Industrie grippée, tourisme au ralenti, inflation en hausse et comptes publics en baisse: trois mois après la chute du président Hosni Moubarak, l'état préoccupant de l'économie égyptienne pousse Le Caire à solliciter l'aide internationale.
Ces difficultés, sur fond de fortes attentes sociales, de poussées de violence interconfessionnelle et d'incertitudes politiques, alimentent les craintes pour la transition démocratique promise.
"Les manifestations, de même que les grèves dans un grand nombre d'entreprises du secteur public après la révolution ont ralenti la production, affaibli la productivité et réduit les revenus de nombreuses compagnies", souligne Rachad Abdo, professeur d'économie à l'Académie Sadate.
Le gouvernement, qui vient de faire parvenir une demande officielle de prêt au Fonds monétaire international (FMI), estime entre 10 et 12 milliards de dollars les besoins de financement de la part de la communauté internationale d'ici mi-2012, dont la moitié environ de la part du FMI et de la Banque mondiale.
L'Egypte est également invitée, ainsi que la Tunisie, à participer fin mai au G8 de Deauville (France) qui doit adopter des plans d'actions pour soutenir la transition vers la démocratie dans ces deux pays pionniers du "printemps arabe".
Dans le cas de l'Egypte, pays le plus peuplé de cette région avec quelque 84 millions d'habitants -dont la moitié vit avec moins de deux dollars par jour- le défi est considérable.
Selon le ministère de l'Economie, l'économie tourne à 50% de sa capacité et les exportations ont chuté de 40% depuis janvier. Les grèves auraient à elles seules coûté 1,1 milliard de dollars au budget.
Le secteur vital du tourisme, autrefois en pleine expansion, est frappé de plein fouet, avec 2,27 milliards de dollars de recettes perdues depuis le début de l'année.
Alors que les visiteurs commençaient, à grand renfort de rabais, à revenir en Egypte, les récents affrontements entre musulmans et chrétiens au Caire ont fait à nouveau chuter les réservations, a admis le ministre du Tourisme, Mounir Fakhri Abdel Nour.
L'inflation a atteint le chiffre de 12,1% en tendance annuelle en avril, son plus haut niveau depuis mars 2010. Une situation lourde de menaces sociales, due notamment à l'envolée des prix des denrées alimentaires (+21% en glissement annuel), en particulier les fruits et les légumes (+52%).
Le FMI a estimé en avril que la croissance égyptienne devrait tomber à 1% cette année, contre 6% espérés avant les événements de janvier et février.
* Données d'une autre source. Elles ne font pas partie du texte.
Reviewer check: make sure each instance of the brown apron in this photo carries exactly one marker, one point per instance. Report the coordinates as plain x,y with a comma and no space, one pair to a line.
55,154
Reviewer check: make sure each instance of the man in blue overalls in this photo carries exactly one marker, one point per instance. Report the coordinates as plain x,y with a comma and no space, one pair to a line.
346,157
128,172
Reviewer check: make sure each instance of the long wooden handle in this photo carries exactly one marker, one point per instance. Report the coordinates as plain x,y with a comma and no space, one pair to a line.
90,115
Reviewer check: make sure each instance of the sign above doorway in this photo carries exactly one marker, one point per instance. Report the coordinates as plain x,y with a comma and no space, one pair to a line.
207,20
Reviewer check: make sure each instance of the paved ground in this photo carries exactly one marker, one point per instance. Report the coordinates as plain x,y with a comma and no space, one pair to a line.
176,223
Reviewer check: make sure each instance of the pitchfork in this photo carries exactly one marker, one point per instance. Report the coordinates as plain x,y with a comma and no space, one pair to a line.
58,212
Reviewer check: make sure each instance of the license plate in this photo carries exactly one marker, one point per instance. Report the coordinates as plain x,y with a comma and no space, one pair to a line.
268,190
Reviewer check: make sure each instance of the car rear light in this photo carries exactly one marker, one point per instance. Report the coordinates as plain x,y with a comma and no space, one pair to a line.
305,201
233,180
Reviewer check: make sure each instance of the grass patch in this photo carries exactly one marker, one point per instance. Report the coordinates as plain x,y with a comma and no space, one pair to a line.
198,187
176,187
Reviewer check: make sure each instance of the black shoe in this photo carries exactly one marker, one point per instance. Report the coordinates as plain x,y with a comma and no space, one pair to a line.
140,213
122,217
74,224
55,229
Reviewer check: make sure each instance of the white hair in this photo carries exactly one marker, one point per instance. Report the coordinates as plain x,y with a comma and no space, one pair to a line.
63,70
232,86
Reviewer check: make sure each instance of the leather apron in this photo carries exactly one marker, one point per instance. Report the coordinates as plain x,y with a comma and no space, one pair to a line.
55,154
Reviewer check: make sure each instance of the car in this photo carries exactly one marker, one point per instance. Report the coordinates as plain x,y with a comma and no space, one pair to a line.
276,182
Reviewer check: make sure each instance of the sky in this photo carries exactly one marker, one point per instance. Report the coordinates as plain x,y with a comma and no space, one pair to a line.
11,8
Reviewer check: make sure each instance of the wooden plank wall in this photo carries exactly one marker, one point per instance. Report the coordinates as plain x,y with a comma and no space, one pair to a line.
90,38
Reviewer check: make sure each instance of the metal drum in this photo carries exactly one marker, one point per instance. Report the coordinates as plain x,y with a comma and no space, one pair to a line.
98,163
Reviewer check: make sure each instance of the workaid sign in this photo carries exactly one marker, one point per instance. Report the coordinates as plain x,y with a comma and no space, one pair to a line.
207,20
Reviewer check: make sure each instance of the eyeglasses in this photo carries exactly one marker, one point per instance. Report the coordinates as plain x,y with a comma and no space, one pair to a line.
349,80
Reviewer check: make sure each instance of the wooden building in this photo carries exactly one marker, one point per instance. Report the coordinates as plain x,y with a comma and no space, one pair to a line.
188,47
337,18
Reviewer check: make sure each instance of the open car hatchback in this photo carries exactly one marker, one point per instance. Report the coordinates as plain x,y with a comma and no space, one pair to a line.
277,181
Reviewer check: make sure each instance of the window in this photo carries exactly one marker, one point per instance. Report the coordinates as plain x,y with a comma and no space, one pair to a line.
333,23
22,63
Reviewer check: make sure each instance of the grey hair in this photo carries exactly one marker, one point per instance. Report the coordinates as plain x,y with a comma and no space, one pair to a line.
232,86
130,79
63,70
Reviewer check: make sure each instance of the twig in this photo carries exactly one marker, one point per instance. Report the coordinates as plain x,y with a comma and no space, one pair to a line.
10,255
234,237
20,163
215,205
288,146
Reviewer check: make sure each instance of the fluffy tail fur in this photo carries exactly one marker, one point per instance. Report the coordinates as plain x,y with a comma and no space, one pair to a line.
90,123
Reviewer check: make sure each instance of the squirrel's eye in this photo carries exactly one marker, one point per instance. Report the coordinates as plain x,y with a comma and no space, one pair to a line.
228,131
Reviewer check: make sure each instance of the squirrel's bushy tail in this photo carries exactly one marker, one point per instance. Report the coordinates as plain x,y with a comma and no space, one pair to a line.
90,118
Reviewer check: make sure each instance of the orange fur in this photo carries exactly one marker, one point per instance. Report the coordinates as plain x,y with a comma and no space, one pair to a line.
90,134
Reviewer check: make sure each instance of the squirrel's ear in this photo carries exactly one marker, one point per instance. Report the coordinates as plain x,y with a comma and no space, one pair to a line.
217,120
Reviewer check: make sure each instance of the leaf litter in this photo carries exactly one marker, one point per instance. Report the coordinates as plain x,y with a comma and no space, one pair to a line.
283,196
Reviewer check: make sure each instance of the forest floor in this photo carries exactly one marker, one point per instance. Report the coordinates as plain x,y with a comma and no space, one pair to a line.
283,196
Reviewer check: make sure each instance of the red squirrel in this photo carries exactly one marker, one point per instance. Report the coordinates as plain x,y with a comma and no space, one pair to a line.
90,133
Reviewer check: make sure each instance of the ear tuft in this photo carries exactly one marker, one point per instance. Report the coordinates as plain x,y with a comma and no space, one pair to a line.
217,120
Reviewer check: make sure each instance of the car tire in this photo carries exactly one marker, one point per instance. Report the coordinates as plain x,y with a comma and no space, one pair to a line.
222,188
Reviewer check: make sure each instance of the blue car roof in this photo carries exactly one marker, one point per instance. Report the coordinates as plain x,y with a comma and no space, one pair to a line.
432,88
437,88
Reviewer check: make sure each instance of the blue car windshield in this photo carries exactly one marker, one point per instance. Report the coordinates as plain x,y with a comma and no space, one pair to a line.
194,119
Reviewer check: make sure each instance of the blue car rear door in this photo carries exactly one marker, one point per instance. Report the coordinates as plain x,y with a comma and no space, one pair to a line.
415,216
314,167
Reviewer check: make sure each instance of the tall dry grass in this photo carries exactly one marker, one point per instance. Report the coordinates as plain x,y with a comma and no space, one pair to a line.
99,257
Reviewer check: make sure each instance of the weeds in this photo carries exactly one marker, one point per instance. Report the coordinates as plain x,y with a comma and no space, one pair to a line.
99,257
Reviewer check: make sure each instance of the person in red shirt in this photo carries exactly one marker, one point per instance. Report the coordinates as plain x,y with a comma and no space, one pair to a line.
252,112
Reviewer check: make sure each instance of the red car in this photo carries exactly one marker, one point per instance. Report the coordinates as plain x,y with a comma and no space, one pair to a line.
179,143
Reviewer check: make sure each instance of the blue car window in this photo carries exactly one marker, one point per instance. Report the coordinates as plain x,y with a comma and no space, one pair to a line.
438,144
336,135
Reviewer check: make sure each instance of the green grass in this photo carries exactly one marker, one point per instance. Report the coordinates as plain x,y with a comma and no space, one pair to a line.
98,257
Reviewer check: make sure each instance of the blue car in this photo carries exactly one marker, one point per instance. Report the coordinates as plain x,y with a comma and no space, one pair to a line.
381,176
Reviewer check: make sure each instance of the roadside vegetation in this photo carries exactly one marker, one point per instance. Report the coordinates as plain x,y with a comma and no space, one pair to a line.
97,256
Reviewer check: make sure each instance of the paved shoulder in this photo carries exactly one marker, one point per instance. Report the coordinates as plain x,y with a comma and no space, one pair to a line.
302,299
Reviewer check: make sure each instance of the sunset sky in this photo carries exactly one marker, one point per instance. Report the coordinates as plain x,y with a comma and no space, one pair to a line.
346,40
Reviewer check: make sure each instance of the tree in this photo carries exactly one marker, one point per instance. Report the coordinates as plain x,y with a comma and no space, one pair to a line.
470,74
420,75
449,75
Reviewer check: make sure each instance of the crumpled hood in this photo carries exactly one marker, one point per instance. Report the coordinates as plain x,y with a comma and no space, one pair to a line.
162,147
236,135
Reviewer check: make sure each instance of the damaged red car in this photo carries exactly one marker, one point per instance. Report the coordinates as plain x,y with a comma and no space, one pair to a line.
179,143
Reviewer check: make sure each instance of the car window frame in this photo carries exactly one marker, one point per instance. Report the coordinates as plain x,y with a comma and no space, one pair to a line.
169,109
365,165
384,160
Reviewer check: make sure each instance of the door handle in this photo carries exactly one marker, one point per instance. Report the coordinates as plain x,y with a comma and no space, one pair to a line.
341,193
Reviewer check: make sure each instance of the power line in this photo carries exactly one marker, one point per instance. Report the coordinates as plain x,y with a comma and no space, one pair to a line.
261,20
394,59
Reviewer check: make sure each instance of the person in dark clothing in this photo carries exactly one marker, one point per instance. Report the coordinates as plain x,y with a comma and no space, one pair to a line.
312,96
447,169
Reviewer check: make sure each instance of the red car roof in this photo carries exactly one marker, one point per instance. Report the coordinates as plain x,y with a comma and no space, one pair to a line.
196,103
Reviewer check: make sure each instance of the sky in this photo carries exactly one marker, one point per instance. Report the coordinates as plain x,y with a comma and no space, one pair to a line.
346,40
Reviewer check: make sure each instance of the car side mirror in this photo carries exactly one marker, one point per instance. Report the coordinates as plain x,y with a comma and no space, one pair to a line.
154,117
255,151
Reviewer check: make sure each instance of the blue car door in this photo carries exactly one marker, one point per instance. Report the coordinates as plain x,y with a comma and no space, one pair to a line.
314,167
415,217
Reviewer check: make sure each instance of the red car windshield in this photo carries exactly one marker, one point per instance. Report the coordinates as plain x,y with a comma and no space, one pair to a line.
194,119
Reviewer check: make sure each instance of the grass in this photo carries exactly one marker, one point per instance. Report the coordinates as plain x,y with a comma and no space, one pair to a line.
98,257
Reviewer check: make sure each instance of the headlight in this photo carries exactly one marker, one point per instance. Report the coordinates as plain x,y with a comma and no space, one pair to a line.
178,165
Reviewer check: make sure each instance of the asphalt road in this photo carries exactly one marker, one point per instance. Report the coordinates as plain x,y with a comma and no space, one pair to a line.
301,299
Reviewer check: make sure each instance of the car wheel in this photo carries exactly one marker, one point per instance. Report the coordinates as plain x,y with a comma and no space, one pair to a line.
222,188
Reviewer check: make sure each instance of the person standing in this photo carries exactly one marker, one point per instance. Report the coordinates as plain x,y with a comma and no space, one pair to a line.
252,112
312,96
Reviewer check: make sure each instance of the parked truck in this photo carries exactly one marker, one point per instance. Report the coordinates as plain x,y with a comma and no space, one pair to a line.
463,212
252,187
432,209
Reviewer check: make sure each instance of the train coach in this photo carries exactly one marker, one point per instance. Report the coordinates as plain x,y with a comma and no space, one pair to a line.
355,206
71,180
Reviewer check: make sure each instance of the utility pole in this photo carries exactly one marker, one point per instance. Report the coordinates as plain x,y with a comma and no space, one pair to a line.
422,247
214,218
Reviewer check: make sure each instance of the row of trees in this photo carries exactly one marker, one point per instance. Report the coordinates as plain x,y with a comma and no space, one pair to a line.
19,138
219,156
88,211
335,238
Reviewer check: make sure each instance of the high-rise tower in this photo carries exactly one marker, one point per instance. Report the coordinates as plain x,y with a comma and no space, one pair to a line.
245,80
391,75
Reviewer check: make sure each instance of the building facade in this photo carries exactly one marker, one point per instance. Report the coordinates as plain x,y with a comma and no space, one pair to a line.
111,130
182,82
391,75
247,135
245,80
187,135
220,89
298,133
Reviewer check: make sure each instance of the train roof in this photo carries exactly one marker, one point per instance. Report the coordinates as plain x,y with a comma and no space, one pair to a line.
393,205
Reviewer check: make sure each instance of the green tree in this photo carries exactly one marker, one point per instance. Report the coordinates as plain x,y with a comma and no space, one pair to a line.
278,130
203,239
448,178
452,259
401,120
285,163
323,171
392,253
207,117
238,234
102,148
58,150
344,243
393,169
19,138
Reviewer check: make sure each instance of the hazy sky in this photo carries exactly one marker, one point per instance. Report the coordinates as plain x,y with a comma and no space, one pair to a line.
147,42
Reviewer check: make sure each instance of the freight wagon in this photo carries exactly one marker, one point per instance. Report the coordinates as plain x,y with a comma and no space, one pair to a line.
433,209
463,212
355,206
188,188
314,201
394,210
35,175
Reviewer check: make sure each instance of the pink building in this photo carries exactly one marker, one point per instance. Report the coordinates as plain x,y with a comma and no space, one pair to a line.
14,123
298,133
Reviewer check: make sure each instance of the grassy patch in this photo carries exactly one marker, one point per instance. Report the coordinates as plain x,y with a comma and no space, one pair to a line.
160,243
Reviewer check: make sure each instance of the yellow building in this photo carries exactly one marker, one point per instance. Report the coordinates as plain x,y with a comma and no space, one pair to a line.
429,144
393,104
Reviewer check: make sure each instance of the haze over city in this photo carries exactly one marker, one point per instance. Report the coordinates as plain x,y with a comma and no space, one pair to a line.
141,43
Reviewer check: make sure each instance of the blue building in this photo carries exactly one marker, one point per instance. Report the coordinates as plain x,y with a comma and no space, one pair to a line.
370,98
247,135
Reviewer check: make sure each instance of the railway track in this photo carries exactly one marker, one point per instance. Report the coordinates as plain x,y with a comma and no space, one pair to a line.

L'Institut de la finance internationale, groupe de grandes banques de 70 pays, a quant à lui estimé que le produit intérieur brut du pays pourrait chuter de 2,5%.
Le ministre des Finances, Samir Radwan, s'est toutefois voulu confiant pour le long terme, lors d'une récente intervention publique.
"Malgré les pertes, les bases de l'économie égyptienne restent fortes, et ce qui a été réalisé avec la révolution en termes de vraies réformes démocratiques surpasse les manques à gagner et leurs conséquences", a-t-il déclaré.
M. Radwan s'est notamment déclaré confiant dans les investissements venant de pays du Golfe, en particulier du Qatar et d'Arabie saoudite.
Mais les fortes attentes sociales des Egyptiens risquent de continuer de peser sur les finances publiques, dans un pays qui consacre déjà une grande partie de son budget à subventionner des produits de base comme le pain.
Pour Khaled Ali, du Centre égyptien pour les droits économiques et sociaux, "il faudrait revoir le budget pour relancer l'éducation, la santé, la protection sociale et augmenter les salaires".
Il faut désormais "donner aux travailleurs égyptiens les moyens d'une vie digne", estime-t-il.